Complaint of Medical Negligence Against Cuba’s Calixto Garcia Hospital

Ignacio González, an independent journalist in Cuba, now resides in the United States.

14ymedio bigger14ymedio, Havana, 14 August 2019 — The independent journalist Ignacio González has made an emotional complaint about the alleged medical negligence suffered by his wife at the Calixto García Hospital in Havana. The reporter says that the results of a medical test essential to diagnosis her disease was never delivered to the doctors.

In a text that González sent to the editorial office of 14ymedio, he explains that his wife, Kenya Leyva Rodríguez, 47, was hospitalized on June 25 and underwent surgery due to peritonitis derived from an ovarian cyst. The operation was successful and two weeks later the doctors discharged her.

A month later, according to González’s testimony, his wife became ill with pneumonia and doctors detected a metastasis from a previously undiagnosed tumor. Apparently, doctors never received the results of the tissue sample that was removed in the previous surgery and that was apparently sent to the laboratory.

The patient’s health has worsened because she is not receiving five of the seven medications prescribed by doctors because the drugs are unavailable in the hospital network. Drug shortages in Cuba have worsened in the last year and a half due to problems with the sourcing of raw materials from abroad, according to officials from the BioCubaFarma group.

“My daughter is being asked to be the one to look in the files and investigate where this result [the biopsy] is, as they are passing their responsibility on to her,” laments the independent journalist, who in a video broadcast on Facebook also denounces an act of “sexual harassment” against his daughter by one of the male nurses on duty.

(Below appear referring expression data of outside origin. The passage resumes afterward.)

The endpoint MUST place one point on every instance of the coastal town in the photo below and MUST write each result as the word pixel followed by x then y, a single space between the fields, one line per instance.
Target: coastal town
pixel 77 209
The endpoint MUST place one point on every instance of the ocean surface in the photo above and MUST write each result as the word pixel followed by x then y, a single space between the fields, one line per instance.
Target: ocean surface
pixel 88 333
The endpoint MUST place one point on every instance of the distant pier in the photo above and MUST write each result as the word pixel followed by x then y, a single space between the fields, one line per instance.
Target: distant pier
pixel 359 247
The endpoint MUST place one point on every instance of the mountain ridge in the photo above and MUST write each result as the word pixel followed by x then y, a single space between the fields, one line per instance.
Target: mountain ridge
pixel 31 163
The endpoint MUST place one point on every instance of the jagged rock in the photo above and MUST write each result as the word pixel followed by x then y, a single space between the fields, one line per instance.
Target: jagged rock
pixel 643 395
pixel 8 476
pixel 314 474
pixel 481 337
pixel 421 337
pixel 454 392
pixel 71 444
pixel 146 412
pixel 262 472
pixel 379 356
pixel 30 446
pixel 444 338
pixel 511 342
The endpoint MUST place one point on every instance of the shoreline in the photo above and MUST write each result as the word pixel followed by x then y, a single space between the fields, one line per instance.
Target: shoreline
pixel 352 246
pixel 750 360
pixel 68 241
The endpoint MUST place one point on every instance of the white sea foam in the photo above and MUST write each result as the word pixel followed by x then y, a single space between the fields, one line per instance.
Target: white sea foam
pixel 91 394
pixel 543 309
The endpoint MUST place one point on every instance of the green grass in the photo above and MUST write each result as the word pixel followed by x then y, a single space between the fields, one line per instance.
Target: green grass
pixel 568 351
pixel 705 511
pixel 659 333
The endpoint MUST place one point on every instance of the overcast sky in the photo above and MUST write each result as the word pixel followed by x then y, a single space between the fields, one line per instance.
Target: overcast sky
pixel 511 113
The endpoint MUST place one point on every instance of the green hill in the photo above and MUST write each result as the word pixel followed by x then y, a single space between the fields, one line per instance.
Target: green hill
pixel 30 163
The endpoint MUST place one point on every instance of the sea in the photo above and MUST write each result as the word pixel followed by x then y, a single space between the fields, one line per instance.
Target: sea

“I hold the director of the Calixto García Hospital, Alberto Martìnez, responsible for the life of my wife and daughter,” Gonzalez said, visibly upset, and claimed that “the person responsible for this fatal event should pay for it.”

Medical malpractice cases are frequently reported on social networks in Cuba but rarely are the doctors involved legally prosecuted, since they are protected by the hospitals from any criminal claim. The official press also does not publish information on Public Health professionals who make diagnostic or treatment errors, and few lawyers accept cases of this type.

The few cases that reach the courts are treated as homicides. When the crime has allegedly been committed by medical personnel, Instruction 110 issued by the Supreme Court in 1983 is also taken into account that addresses homicides or injuries arising from the “exercise of their respective specialties.”

Apart from prosecution, a Medical Commission appointed by the Provincial Director of Public Health is responsible for writing an expert report on the cases.

The founder of En Caliente Prensa Libre , Ignacio González, also denounced that because of his work, his wife was fired from her job the Carlos III shopping center. “She was an exemplary worker recognized by her co-workers. Almost a year ago she was informed that she had no contract, when she did, and she was even paying the State license fee to work there, as a restroom attendant, but still they fired her.”

He explains that his wife continued to pay the license each month, while still out of work, and showed the documents to her superiors. “She fought with all her strength, she went everywhere she needed to go to protest her unfair firing from that complex that is administered by the Revolutionary Armed Forces (FAR). And she never got an answer. ”

To González it was very evident that “the wife of a CR [counter-revolutionary],” a category that State Security applies to independent opponents, activists and journalists, “could not remain in a commercial institution run by the FAR.” He says that this injustice had not been denounced before at the request of his wife, who still had the “hope” that “justice would be done.”